There the parsers told Malcat, via the FileTypeAnalyzer.add_file() method, about all the file listed in the LocalFile structures of the ZIP archive. This will make these files be listed in the Virtual Files tab:

../_images/newtab.png

The virtual files tab

Now that’s all well and good, but what happens when the user double-clicks the virtual file? Well, that’s when the third parameter of FileTypeAnalyzer.add_file() comes into play: it tells Malcat which method of this parser to call in order to unpack the file. If we look into the code of ZIP parser , we can see indeed that it defines an open method:

def open(self, vfile, password=None):
   lfh, compressed_size = self.filesystem.get(vfile.path, (None, None))    # recover the info we saved in parse()
   if lfh is None:
       raise KeyError("Unknown file path {}".format(vfile.path))
   # ...
   return self.unpack_manual(lfh, buf, pwd)    # do the unpacking, return a bytes object

Note

You don’t have to name these method “open”, you can chose whatever name you see fit. Different files can also have different unpack/open methods.

As we can see, this open method takes two input parameters:

The method should then proceed to unpack the file and return its content as a bytes object. Since they are always called after the file parsing took place, unpack methods have access to all the structures parsed in FileTypeAnalyzer.parse().

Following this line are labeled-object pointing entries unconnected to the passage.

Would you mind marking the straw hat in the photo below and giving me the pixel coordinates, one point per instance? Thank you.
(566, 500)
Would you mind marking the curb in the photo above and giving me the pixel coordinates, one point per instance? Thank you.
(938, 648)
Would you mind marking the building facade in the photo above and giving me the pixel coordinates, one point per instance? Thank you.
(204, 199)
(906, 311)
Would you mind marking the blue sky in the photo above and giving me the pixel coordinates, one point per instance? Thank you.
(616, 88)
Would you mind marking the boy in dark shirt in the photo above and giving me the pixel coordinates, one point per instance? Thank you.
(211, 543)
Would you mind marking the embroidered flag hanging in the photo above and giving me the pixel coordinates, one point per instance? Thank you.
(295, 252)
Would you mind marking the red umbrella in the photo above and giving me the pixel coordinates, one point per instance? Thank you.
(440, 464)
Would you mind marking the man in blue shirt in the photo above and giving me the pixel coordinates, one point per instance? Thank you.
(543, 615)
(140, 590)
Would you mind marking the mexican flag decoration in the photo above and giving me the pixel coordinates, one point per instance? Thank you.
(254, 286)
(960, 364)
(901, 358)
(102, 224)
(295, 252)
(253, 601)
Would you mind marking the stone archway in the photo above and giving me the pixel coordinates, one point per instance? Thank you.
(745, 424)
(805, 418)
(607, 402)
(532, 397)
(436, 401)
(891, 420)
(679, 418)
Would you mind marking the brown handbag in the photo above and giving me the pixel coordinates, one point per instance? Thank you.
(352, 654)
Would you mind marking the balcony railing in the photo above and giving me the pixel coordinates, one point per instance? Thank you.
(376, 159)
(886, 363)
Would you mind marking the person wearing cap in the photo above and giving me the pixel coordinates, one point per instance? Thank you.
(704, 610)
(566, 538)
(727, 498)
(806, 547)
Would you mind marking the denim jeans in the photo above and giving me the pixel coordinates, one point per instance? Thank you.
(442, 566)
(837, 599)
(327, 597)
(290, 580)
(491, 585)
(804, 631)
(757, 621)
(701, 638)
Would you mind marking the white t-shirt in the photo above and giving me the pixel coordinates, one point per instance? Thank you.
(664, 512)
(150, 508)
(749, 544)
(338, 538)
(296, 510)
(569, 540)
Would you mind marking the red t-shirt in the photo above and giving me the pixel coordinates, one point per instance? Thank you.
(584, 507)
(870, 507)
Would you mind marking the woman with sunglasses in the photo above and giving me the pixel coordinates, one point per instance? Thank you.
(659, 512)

And that’s pretty much it. If the files require a password and the one passed as parameter is wrong, the method should raise an InvalidPassword exception: this will trigger in the UI a dialog box asking the user to provide another password. Any other exception thrown from these methods are displayed to the user in a simple MessageBox.

Adding symbols

File symbols, such as PE imports or ELF exported symbols, are valuable information for analysts. It is also the responsibility of the parser, to tell Malcat which symbols are defined in the analysed file. This is done by using the method FileTypeAnalyzer.add_symbol(), which helps Malcat to associate a virtual address with a symbol name. This should also be done within the FileTypeAnalyzer.parse() method. Example:

ordinal = ordinals[i]
address = addresses[ordinal]
# add symbol
self.add_symbol(self.imagebase + address, name, malcat.FileSymbol.EXPORT)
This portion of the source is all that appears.